Between benefits and work

  • To ease the transition between benefits and work:
    • The calculation and payment of in-work benefits should be speeded up;
    • It should be made completely straightforward to reactivate an Income Support claim if an attempt to move back into employment fails;
    • The 'trial period' ('employment on trial') rules should be better advertised and benefit disqualification periods should be shortened;
    • A similar arrangement to the Business Start-up Scheme should be available to all those who have been on benefit long-term but want to get back into employment;
    • A lump sum payment is essential to help the long-term unemployed back into work;
    • The weekly earnings disregard in Income Support should be raised to £10 per week;
    • It should be possible to accumulate the disregard, say with a total of up to £60 disregarded over a 6 week period;
    • Legitimate childcare and work expenses should be deductible in assessing earnings for the disregard;
    • Free school meals should be restored to those on Family Credit;
    • Benefit withdrawal rates for Family Credit and Housing Benefit should be reduced.

Pensions

  • The Inquiry Group does not make specific proposals on pensions, but argues that reform should:
    • Be based on political consensus;
    • Give clear encouragement to all income groups to accumulate private or occupational pension rights, appropriate to their circumstances, over and above state entitlement;
    • Avoid the extension of means-testing in a way which would exacerbate the 'pensions trap';
    • Embody a floor to incomes in retirement which increases by more than simple price indexation when general living standards are rising.

Taxation

  • The balance of incremental taxation decisions in future should be to reduce the share of the overall tax burden borne by those with low incomes.
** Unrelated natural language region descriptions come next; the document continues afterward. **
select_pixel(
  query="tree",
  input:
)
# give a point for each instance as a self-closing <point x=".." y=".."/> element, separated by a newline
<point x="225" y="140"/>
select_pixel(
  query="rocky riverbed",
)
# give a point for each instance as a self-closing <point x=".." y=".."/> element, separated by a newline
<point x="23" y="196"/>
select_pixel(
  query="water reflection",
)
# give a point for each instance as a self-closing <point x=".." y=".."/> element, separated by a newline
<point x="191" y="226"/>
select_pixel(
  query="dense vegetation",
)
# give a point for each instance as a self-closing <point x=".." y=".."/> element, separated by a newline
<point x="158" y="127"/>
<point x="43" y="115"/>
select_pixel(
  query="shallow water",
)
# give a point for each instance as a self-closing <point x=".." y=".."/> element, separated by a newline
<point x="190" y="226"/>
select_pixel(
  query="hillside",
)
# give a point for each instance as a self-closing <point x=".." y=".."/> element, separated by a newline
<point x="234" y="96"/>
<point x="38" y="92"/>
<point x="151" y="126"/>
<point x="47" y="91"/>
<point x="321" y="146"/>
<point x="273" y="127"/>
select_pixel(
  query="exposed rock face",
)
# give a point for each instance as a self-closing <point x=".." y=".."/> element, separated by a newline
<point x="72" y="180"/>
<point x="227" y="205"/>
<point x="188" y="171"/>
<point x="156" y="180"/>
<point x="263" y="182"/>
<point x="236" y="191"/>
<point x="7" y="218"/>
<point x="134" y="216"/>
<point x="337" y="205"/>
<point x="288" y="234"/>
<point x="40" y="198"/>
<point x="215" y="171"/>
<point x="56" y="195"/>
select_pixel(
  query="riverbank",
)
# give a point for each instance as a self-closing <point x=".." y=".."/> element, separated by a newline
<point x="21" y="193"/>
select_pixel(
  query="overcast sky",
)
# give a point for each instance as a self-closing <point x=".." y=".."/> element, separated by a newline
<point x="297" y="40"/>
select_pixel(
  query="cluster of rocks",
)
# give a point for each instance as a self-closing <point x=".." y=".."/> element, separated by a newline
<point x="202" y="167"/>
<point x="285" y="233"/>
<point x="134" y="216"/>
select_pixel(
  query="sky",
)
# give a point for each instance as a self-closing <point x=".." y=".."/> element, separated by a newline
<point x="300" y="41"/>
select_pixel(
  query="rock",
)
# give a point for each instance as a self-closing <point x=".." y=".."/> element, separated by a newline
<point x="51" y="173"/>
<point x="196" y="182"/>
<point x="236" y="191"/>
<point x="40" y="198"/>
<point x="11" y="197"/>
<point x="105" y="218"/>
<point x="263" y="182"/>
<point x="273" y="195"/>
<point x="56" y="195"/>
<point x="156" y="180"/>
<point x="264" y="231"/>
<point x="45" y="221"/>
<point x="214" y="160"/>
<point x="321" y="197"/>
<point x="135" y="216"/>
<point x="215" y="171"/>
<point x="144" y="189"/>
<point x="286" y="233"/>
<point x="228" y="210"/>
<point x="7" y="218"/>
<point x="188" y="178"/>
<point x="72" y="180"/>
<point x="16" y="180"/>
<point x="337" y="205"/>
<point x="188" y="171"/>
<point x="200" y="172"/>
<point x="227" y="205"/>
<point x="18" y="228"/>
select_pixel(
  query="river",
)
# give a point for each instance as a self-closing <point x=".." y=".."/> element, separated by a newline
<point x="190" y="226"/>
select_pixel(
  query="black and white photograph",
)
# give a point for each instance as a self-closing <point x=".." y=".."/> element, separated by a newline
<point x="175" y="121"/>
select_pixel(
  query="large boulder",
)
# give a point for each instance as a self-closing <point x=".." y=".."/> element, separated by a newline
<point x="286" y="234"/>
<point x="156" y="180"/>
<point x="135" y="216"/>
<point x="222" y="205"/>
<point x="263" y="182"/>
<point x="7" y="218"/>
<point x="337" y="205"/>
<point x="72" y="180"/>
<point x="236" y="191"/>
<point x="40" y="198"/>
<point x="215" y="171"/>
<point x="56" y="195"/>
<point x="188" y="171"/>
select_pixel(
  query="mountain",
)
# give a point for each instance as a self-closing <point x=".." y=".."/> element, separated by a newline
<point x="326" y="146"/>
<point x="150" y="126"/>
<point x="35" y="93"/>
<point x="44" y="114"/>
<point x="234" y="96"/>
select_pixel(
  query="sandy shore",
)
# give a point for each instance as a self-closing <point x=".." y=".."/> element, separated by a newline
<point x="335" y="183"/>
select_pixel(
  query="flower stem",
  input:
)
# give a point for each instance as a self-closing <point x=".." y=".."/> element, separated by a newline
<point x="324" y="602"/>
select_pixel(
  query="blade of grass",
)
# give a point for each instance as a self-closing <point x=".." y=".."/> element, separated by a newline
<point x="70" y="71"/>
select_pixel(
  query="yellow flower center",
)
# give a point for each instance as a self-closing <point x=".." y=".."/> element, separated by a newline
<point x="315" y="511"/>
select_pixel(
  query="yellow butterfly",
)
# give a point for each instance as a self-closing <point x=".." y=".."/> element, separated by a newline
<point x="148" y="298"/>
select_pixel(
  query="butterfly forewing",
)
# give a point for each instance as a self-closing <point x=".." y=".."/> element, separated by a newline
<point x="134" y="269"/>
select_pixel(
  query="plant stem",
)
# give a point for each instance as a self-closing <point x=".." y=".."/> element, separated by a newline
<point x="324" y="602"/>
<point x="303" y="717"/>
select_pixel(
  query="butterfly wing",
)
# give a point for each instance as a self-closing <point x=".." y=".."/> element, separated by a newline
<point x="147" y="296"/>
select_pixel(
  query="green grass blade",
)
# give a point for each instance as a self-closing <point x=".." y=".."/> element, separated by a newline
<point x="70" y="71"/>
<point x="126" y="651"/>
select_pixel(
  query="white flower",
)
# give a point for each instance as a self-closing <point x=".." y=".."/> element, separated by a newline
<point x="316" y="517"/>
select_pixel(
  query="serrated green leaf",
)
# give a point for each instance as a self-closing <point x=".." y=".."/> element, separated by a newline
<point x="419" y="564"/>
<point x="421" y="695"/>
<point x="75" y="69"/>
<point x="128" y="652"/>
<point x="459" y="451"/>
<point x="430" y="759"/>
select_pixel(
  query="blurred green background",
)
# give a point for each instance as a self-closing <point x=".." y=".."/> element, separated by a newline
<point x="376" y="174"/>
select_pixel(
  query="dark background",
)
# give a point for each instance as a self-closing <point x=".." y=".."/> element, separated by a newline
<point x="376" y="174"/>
Possible changes include:
    • Restructuring employers' National Insurance Contributions;
    • Removal of the residual jump in employee NICs as they cross the Lower Earnings Limit;
    • Any reductions in income tax should give greatest relative benefit to those with low incomes;
    • The tax treatment of charities should be reviewed and greater tax incentives given to individuals and companies to donate to charity.

Housing

  • The reduction in subsidies to local authorities and housing associations has gone too far. Rent levels for local authority and housing association tenants should be moderated so that Housing Benefit takes less of the strain.
  • Local authorities and housing associations should avoid allocations to a particular estate consisting overwhelmingly of those dependent on benefits. New developments should avoid large estates, and where possible there should be a mix of tenure types.

Marginalised areas

  • A strategy to revitalise marginalised areas should include:
    • Business leaders ensuring that such communities are not excluded from mainstream economic activity;
    • More links between training schemes and nearby employers;
    • Local management, decentralised budgets, and resident involvement in decision-making in areas like schools, the police, social services and health care, as well as housing;
    • Support workers on estates working long-term with residents on local initiatives;
    • Training of residents in appropriate skills;
    • Radical improvement in the performance of local schools;
    • A positive role for young people in local initiatives;
    • Physical improvements;
    • Improved transport so as to integrate outer estates with the wider city;
    • In particular parts of the country an economic regeneration policy which goes beyond initiatives on particular estates.